- Born: October 30, 1924 Brooklyn, New York, US
- Died: February 12, 2015 (aged 90) Hawaii, US
- Allegiance: American
- Branch: Navy
- Awards: Defense Distinguished Civilian Service Award Navy Distinguished Civilian Service Award
- Alma mater: Cornell University (BA) Caltech (M.S.), Iowa (PhD); George Washington Law (JD)
- Spouse: Dorothy Drakesmith

= John P. Craven =

American scientist

John Piña Craven (October 30, 1924 – February 12, 2015) was an American scientist who was known for his involvement with Bayesian search theory and the recovery of lost objects at sea. He was Chief Scientist of the Special Projects Office of the United States Navy.

==Biography==
John Piña Craven was born in Brooklyn, New York, in 1924. He held a Bachelor of Arts degree from Cornell University, a Master of Science degree from the California Institute of Technology, a Ph.D. from the University of Iowa, and a Juris Doctor degree from the National Law Center of the George Washington University.

He met his wife, Dorothy Drakesmith, while attending the University of Iowa.

Craven had 40 years of experience in the innovation, development, design, construction, and operational deployment of major oceanic systems. As a boy, John Piña Craven studied ocean technology at the Brooklyn Technical High School, and he became familiar with the ocean on the beaches of Long Island and the waterfront of New York City.

During World War II, Craven served as an enlisted man on the . In 1944, Craven was selected for the navy's V-12 program for officer trainees. From this, he earned his commission as an ensign in the navy. After earning his Ph.D., Craven worked at the David Taylor Model Basin of the Naval Surface Warfare Center at Carderock, Maryland, working on nuclear submarine hull designs. He received two civilian service awards in connection with these developments. He was later appointed as the project manager for the navy's Polaris submarine program and the navy's Special Projects Office. He later became its chief scientist. Craven was awarded two Distinguished Civilian Service Awards (the Department of Defense's highest honor for civilians) among other commendations.

While working for the navy, Craven helped pioneer the use of Bayesian search techniques to locate objects lost at sea (Bayesian search theory). Craven's work was instrumental in the navy's search for the missing hydrogen bomb that had been lost in the Mediterranean Sea, off the coast of Spain in 1966. Craven's next large accomplishment was in the search for and locating of the submarine , which had disappeared in deep water in the Atlantic Ocean west of Portugal and Spain.
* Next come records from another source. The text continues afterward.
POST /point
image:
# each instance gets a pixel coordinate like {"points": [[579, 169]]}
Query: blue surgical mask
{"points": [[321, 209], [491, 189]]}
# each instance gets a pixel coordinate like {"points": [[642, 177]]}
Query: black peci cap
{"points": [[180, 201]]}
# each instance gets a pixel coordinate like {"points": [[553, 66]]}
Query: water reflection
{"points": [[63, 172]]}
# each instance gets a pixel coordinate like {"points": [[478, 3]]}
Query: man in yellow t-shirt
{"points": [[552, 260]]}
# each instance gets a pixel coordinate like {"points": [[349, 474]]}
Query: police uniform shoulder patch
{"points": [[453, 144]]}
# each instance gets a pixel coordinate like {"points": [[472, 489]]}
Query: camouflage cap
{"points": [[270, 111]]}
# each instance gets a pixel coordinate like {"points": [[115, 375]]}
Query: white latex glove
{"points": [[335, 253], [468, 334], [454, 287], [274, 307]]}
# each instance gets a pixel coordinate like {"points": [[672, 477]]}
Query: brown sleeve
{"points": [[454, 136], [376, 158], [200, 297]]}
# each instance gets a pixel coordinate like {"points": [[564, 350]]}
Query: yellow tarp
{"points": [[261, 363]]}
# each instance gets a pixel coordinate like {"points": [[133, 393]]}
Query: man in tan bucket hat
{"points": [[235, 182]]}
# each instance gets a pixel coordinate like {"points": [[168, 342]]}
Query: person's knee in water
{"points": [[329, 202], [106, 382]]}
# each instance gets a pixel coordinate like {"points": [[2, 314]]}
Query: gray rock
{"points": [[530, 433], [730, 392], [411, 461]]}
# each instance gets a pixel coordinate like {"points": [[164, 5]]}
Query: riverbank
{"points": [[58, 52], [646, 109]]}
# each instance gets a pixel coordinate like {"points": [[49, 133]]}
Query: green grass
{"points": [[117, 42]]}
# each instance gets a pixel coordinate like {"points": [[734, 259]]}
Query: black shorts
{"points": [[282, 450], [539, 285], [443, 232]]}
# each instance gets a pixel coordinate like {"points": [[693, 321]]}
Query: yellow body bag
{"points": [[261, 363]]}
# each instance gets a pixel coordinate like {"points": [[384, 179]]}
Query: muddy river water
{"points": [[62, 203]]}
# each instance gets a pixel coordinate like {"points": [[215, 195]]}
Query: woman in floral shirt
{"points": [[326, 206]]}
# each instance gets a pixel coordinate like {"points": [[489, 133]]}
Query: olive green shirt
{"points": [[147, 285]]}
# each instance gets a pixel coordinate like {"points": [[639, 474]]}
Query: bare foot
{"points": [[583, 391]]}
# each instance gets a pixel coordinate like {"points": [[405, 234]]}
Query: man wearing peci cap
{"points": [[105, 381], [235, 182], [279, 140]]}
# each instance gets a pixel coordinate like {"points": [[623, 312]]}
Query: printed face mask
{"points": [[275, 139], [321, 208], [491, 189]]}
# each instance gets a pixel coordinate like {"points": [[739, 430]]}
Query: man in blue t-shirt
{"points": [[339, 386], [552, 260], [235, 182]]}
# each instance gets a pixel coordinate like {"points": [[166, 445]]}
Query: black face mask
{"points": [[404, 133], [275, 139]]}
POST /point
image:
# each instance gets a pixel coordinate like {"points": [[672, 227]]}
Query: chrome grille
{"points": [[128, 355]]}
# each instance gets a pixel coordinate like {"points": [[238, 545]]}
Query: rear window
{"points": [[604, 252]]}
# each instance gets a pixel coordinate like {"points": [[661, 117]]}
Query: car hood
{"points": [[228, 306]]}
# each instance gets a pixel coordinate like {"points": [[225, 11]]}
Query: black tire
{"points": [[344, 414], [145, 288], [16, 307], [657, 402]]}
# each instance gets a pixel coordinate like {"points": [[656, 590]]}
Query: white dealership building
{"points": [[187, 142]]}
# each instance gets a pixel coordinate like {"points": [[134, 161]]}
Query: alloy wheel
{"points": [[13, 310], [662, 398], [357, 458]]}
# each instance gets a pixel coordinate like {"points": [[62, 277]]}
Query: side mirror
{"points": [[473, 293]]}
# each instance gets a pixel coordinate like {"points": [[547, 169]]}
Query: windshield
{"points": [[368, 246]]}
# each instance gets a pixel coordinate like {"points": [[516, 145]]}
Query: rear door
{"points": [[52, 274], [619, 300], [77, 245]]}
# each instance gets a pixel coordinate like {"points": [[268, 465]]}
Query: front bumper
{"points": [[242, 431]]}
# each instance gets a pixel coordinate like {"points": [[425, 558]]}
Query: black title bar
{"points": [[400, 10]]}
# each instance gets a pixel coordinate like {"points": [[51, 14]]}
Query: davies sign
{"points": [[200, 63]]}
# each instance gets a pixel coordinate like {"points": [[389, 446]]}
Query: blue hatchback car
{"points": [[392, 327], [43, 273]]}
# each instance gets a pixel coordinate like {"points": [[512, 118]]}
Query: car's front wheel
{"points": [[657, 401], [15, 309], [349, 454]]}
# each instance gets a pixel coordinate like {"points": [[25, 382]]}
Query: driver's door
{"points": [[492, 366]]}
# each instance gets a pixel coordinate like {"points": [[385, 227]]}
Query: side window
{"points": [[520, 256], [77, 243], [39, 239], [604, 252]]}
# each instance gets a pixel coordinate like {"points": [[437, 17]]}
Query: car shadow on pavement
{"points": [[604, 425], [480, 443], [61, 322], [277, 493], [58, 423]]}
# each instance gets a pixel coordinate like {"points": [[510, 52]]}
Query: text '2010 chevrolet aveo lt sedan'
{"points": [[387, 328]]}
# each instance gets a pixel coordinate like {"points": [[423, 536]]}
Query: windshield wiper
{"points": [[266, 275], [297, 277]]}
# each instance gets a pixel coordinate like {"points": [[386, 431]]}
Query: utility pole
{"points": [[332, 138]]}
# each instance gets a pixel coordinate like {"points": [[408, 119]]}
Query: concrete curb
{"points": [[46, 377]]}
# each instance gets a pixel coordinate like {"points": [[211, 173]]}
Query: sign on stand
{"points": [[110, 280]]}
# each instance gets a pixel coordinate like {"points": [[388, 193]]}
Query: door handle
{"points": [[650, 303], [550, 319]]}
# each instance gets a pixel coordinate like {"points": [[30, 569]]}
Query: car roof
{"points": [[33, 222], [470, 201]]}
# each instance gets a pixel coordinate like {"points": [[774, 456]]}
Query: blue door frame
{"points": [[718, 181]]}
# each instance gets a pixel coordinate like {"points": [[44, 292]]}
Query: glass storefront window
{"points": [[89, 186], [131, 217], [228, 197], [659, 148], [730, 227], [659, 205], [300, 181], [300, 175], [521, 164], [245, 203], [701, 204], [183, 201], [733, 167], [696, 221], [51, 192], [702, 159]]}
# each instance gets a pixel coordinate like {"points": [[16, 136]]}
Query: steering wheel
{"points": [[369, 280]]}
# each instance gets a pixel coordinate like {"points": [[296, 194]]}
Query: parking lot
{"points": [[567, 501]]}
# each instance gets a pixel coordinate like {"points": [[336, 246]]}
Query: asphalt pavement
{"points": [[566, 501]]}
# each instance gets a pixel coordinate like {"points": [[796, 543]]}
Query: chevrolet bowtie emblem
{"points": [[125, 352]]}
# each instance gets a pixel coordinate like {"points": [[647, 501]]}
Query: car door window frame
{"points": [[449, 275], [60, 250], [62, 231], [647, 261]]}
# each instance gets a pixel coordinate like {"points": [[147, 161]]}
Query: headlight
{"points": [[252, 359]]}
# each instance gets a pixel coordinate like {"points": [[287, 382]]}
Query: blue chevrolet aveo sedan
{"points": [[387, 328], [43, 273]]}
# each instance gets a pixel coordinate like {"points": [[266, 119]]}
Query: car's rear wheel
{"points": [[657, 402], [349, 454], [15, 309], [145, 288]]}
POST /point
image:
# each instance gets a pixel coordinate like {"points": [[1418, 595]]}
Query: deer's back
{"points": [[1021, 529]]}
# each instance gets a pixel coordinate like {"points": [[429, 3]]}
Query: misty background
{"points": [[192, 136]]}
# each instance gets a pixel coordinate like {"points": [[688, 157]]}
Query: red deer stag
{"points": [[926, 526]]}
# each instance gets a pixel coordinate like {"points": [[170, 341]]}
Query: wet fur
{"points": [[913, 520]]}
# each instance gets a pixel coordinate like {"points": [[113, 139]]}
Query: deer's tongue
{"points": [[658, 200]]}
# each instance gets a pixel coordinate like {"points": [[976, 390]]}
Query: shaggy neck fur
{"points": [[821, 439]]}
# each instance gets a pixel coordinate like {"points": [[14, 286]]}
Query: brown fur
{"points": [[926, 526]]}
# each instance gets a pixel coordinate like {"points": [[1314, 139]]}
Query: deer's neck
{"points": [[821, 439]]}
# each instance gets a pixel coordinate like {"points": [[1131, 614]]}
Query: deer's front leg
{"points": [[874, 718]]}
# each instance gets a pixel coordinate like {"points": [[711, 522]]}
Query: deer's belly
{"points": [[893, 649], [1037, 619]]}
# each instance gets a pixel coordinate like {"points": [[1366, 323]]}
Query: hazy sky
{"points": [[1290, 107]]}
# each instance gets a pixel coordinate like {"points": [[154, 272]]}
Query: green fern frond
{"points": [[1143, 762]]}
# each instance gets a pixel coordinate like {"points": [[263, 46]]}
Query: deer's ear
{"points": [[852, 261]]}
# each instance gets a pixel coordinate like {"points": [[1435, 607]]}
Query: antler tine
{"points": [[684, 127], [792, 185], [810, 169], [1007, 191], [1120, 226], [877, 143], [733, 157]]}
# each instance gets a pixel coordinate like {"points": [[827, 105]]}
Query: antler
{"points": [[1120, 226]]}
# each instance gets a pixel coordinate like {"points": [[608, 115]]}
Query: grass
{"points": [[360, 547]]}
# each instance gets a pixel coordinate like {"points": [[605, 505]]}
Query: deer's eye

As chief scientist of the Special Projects Office, Craven was in charge of the Deep Submergence Systems Project, which included the SEALAB program. In February 1969, when aquanaut Berry L. Cannon died while attempting to repair a leak in SEALAB III, Craven headed an advisory group that determined the best method of salvaging the SEALAB habitat.

After leaving the navy, Craven became the marine affairs coordinator for the State of Hawaii and also the dean of marine programs at the University of Hawaii. During his time in Hawaii, it has been alleged that Craven was involved in the development and operation of the secretive salvage ship Glomar Explorer, built to follow up on the discovery of a sunken Soviet submarine, the K-129, by other of Craven's projects, the nuclear-powered spy submarine Halibut.

Craven also served on the U.S. government's Weather Modification Commission during the Carter Administration. During that time, a hypothetical method was developed to significantly reduce the impact of tropical cyclones. In 1976, after losing in his campaign to become a member of the United States House of Representatives, Craven was appointed as the Director of the Law of the Sea Institute. In 2001, he was the president of the Common Heritage Corporation.

After completing law school through an evening program, Craven was responsible for directing the International Law of the Sea Institute. In 1990 he established the Common Heritage Corporation for innovation management to benefit the common heritage of mankind. Craven was a member of the National Academy of Engineering.

According to the magazine Wired, Craven's latest undertaking was to link islands in the Pacific Ocean with sustainable energy, agriculture, and freshwater through the use of Deep Ocean Water pumped up using pipes from offshore. He was developing a new and innovative cold water therapy, which may produce significant health breakthroughs and slow the aging process.

Craven wrote the book, The Silent War: The Cold War Battle Beneath the Sea.

John Piña Craven's daughter, Sarah Craven, is a prominent international advocate of women's rights.

John Piña Craven resided in Honolulu, Hawaii for many years. In 1994, he ran against long-term Honolulu mayor Frank Fasi for the nomination of the new Best Party for governor; Fasi won the nomination but came in second in the general election.

In 1998, he received the first Distinguished Civilian Service Award by the Naval Submarine League for his work on Scorpion, Polaris, and other projects.

Craven died in Honolulu on February 12, 2015, at the age of 90, from Parkinson's disease.